Double Chocolate Lovehandles

Have you ever had one of those days (okay, fine, months) when all you want to do is ravenously devour all forms of chocolate? Do you ever have those mornings  when you weigh yourself and swear off all food for the next seven days in order to get back down to your normal weight? Well, my friends, I have those months and mornings all the time. Everyday, in fact.

As you may have noticed by now, I simply adore chocolate... especially brownies. The problem with brownies, though, is that each batch only makes about 16 squares, thereby forcing you to consume a portion of cellulite-in-the-making that may be satisfying to the taste buds, but not to your pants, which barely even button when laying down on your bed, sucking in your stomach, by the way. That's why I was determined to make something that tasted like a brownie, but was only a portion of the size. A smaller portion, to be exact.

The brownie cookie. I won't tell you that I consumed fewer calories than I would have had I made real brownies, but I will tell you that every delicious bite was totally worth it. I basically subsisted off these and salty ghetto noodles during the recent snow storm, but ended giving away two dozen to my gracious neighbors who helped me to dig my car out from behind a five-foot snow bank. True story, my friends. It's a darn good thing I gave them away, too because after consuming over a dozen on my own, I was beginning to wonder if I had ANY self-control. I mean seriously-- what girl eats a dozen cookies when she has the ability to sip on an avocado smoothie before it rots in a non-working fridge? A single girl who doesn't have anyone to look sexy for, that's who.

I didn't take cookies because I forgot. So sorry to have inconvenienced you.
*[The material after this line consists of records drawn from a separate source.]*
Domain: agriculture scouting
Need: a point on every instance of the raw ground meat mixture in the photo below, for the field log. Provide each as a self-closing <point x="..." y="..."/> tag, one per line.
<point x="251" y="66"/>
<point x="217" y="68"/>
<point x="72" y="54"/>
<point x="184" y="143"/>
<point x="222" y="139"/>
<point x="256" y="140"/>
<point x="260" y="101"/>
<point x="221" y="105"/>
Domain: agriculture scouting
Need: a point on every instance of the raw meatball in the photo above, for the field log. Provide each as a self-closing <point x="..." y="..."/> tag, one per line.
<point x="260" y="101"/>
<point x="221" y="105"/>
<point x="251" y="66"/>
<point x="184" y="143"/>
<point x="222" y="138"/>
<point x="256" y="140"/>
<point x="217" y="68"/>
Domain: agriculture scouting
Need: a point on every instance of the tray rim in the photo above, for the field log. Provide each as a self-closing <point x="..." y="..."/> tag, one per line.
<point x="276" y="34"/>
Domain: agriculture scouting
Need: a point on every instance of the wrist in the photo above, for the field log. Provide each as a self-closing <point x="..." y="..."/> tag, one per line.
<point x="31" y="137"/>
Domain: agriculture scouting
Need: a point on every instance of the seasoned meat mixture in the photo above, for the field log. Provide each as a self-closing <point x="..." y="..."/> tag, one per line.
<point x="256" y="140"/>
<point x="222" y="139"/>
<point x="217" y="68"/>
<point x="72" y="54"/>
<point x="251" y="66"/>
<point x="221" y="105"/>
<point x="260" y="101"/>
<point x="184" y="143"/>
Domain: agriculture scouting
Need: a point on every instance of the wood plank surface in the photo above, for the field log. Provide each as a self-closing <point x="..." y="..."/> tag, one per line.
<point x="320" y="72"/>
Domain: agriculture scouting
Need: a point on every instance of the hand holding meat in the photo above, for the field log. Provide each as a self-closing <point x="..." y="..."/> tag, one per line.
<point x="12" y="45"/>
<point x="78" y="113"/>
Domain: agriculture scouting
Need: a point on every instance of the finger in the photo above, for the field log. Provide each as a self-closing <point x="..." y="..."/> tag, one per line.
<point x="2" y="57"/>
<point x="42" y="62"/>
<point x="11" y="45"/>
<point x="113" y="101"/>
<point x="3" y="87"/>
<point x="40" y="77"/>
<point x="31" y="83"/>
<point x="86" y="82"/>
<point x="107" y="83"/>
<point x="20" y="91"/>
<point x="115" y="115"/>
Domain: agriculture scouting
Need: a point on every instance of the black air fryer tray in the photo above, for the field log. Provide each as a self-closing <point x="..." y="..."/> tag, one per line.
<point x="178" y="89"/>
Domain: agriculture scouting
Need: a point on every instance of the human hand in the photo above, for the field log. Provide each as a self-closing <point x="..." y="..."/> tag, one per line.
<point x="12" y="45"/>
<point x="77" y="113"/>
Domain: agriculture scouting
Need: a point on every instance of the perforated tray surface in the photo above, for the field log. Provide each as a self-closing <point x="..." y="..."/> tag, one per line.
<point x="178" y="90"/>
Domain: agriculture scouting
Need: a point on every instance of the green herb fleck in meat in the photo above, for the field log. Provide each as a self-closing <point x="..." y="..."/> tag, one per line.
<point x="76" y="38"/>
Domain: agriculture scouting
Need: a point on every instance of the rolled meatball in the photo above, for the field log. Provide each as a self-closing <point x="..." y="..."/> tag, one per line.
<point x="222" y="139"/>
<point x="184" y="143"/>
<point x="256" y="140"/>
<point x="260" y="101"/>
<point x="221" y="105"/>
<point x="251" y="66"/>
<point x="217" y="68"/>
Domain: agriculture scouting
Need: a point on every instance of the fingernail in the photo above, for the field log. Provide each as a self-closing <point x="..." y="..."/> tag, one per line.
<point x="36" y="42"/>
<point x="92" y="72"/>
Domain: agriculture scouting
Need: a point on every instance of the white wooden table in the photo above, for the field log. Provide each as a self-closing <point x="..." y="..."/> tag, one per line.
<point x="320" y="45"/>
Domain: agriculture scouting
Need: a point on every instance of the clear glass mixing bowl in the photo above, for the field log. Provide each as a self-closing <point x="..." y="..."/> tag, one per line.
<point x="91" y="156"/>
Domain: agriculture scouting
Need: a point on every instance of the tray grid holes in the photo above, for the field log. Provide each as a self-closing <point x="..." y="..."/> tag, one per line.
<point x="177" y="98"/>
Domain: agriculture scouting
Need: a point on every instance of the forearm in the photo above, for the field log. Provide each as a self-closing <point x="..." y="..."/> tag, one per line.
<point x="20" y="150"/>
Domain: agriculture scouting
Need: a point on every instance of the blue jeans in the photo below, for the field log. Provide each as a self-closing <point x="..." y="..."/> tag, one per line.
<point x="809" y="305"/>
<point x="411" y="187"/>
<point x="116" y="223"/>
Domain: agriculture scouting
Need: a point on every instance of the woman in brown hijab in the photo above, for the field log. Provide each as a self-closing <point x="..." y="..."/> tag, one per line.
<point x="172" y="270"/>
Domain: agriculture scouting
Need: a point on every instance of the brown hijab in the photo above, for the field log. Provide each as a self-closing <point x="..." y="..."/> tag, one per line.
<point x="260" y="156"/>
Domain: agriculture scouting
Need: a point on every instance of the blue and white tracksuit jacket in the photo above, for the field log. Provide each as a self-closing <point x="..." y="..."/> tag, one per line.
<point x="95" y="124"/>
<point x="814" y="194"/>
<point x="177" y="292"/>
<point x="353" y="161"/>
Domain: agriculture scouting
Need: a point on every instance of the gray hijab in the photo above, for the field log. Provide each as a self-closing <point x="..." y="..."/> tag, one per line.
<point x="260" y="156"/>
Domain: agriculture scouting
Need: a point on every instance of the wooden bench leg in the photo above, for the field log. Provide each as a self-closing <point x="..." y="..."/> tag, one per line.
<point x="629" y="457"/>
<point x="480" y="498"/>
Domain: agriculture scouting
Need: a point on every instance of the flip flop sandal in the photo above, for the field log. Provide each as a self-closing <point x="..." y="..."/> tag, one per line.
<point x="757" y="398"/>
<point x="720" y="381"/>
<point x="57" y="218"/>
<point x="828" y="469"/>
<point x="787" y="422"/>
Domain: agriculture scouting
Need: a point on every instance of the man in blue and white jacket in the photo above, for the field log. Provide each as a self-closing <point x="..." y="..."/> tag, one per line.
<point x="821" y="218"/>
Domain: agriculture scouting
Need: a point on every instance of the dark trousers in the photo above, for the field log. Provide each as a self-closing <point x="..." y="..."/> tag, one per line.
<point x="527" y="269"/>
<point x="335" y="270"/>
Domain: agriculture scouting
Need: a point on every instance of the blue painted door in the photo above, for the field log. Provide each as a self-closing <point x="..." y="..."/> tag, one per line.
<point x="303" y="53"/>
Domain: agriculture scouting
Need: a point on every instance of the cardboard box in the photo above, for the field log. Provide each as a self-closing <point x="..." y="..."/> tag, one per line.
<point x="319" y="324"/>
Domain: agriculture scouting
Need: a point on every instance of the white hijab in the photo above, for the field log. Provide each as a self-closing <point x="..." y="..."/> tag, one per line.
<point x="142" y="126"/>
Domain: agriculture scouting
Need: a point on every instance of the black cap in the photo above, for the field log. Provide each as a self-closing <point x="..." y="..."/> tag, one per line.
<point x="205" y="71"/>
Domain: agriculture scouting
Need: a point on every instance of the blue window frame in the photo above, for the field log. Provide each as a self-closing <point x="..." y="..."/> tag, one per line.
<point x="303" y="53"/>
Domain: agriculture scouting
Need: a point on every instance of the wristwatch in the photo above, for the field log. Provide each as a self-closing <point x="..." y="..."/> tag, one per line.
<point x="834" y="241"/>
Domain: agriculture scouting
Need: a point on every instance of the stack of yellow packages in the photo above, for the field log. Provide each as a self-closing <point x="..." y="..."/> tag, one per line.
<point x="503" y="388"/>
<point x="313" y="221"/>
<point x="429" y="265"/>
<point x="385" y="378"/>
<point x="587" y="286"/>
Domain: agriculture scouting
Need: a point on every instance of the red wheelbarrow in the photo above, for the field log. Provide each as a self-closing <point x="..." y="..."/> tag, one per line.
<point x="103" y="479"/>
Anyway, let's go on, shall we? These cookies are really delicious, but really rich, so watch out now! I tried these when they were warm (against my better judgement because I'm not a fan of warm cookies), and thought they were icky. Once I let them solidify, though, I decided that they were as tasty as can be and definitely blog-worthy. So what are you waiting for? Make 'em!

One last thing... I should warn you that the dough is effing amazing. I actually reserved a container of raw dough for snacking on later. A wise decision.

2/3 cup unsalted butter
1 1/2 cups brown sugar
2 eggs
1 tsp vanilla
1 1/2 cups flour
1/3 cup cocoa powder
1/4 tsp baking soda
1/2 tsp salt
2 cups chocolate chips

1. Preheat oven to 375'.

2. In a large bowl, cream together the butter and brown sugar. Incorporate eggs and vanilla.

3. In another bowl, sift together flour, baking powder, salt, and baking soda.

4. Slowly add the dry ingredients to the wet. Add chocolate chips. Taste the dough. It's so delicious, right?

5. Drop by tablespoonfuls onto ungreased cookie sheets and bake for 10-12 minutes. I say 10-12, but mine definitely took 12 minutes.

6. Allow to cool slightly before moving to cooling racks. I always store my cookies in the fridge to extend their shelf life. It works amazingly well.